En nuestra ciudad las alternativas tienen nuevos nombres, de lo que gran parte de la población civil se felicita, porque el mayor enemigo de los políticos en ejercicio, lo hagan bien o mal, es la hartura que significa ver la misma cara durante mucho tiempo. Pero no son los graves problemas que afectan a una gran urbe como Madrid lo que nos ocupa ahora. Es el fenómeno, repetido en todos los pueblos, grandes, medianos y chicos. El ansia de los futuros regidores porque su aldea se homologue con Benidorm, el sueño de poblar el término con rascacielos, el espejismo por manejar un presupuesto billonario, la ilusa esperanza, no ya de ser un Pedro Crespo de Zalamea, sino un Rudolph Giuliani neoyorkino o, al menos, un Pedro Zaragoza Orts.

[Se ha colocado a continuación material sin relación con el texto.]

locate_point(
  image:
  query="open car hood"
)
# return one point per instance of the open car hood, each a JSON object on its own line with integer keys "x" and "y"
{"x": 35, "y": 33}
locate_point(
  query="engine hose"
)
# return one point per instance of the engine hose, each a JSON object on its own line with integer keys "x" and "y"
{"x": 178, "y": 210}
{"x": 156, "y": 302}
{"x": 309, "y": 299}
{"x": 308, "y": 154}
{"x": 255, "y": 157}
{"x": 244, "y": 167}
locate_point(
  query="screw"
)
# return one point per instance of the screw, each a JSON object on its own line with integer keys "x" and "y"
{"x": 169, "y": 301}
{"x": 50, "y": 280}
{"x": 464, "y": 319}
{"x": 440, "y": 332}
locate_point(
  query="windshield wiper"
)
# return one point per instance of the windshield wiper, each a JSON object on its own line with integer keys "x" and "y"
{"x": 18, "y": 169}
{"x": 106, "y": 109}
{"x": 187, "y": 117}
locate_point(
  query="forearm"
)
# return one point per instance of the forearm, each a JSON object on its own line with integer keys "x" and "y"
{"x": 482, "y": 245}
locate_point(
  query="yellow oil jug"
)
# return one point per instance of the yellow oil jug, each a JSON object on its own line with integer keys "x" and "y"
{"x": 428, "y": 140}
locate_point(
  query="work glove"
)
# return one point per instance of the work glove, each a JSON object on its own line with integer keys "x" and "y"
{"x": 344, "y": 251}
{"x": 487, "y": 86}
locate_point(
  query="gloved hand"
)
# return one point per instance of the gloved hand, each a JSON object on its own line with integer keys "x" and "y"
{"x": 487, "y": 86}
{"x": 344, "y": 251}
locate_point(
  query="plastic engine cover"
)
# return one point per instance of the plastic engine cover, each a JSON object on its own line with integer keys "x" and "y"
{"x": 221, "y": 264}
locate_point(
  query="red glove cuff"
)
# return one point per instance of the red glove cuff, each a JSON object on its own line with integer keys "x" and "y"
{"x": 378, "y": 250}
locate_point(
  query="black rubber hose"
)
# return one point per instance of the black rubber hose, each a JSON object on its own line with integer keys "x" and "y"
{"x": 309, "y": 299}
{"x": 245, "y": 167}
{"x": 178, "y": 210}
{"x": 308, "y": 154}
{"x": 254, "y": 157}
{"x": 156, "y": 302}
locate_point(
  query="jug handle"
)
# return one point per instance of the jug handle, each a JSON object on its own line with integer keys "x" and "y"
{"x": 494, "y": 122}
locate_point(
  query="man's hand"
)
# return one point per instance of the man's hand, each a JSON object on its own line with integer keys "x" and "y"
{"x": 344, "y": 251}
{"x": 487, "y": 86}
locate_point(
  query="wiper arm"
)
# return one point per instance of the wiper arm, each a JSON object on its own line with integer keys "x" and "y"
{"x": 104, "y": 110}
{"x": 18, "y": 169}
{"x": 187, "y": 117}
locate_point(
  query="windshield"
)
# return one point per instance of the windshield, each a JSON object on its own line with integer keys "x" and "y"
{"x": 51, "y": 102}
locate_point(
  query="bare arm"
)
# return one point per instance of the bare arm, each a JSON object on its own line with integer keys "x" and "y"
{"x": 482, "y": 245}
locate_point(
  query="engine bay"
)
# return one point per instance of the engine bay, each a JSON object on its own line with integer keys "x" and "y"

Loable pretensión, cuando se tiene nociones de las posibilidades reales.

Aparte del crecimiento demográfico que preside los afanes edilicios, hay algo que está mucho más a la mano y que han hecho, hacen y harán cuantos tengan la mínima parcela de poder municipal: cambiar la dirección del tráfico y, cuando se presente la mínima oportunidad, sembrar de semáforos el distrito, vengan o no a cuento. Este verano pasé unas semanas cerca de un pequeño y querido pueblo. Tiene la típica plaza, aledaña de la iglesia, que siempre se llamó, con cierta jactancia, El Parque, justificado por los diez o doce plátanos que recuerdo de mi niñez. El espacio estaba circunvalado y los vehículos podían dar la vuelta completa y tomar la dirección deseada en sus cuatro esquinas. Este año la innovación es que solamente se puede circular en un sentido, y es digno de estudio el intríngulis geométrico según el cual los automóviles han de recorrer dos o tres manzanas de edificios para torcer a la izquierda, encontrar una calle amplia, de un solo curso, y llegar a otra desde donde recuperar el punto de dislocación vial. Esto viene compensado por unas estrechas callejas, pocos metros más allá, en las que no está prohibido estacionar, con doble dirección, donde los automóviles que se encuentran han de dirimir, de buen o mal talante, cuál es el obligado a dar marcha atrás y ceder el paso al otro.

El pináculo de la satisfacción consistorial llega con la instalación del primer semáforo, que jamás será único. Una vez colocado, todo es forcejear por los fondos estructurales de la Unión Europea y el lugar será infectado por señales luminosas y acústicas que, en ocasiones, sirven para poco. Excusado es decir que el fenómeno se amplía y agrava en los distritos de las grandes ciudades, donde todo concejal de urbanismo o delegado querrá colocar un semáforo, por lo menos. Dado que ha remitido la costumbre de levantar estatuas, podrían aprovecharse esos postes, con poco dispendio, para conservar la memoria de ciudadanos ilustres, grabando allí sus nombres. Sustituye a una antigua idea de hacer un molde único de monumento personal en el que la cabeza del prócer, a pie o a caballo, fuese atornillable. La manía de los semáforos no es, ni mucho menos, exclusiva en nuestra ciudad, ni en nuestro país; hay enclaves, en multitud de lugares europeos, donde se pueden sufrir catorce o dieciséis señalizaciones en una rotonda. No sirven para agilizar el tráfico rodado, pero pueden conducir hasta la desesperación y la locura a los viandantes motorizados.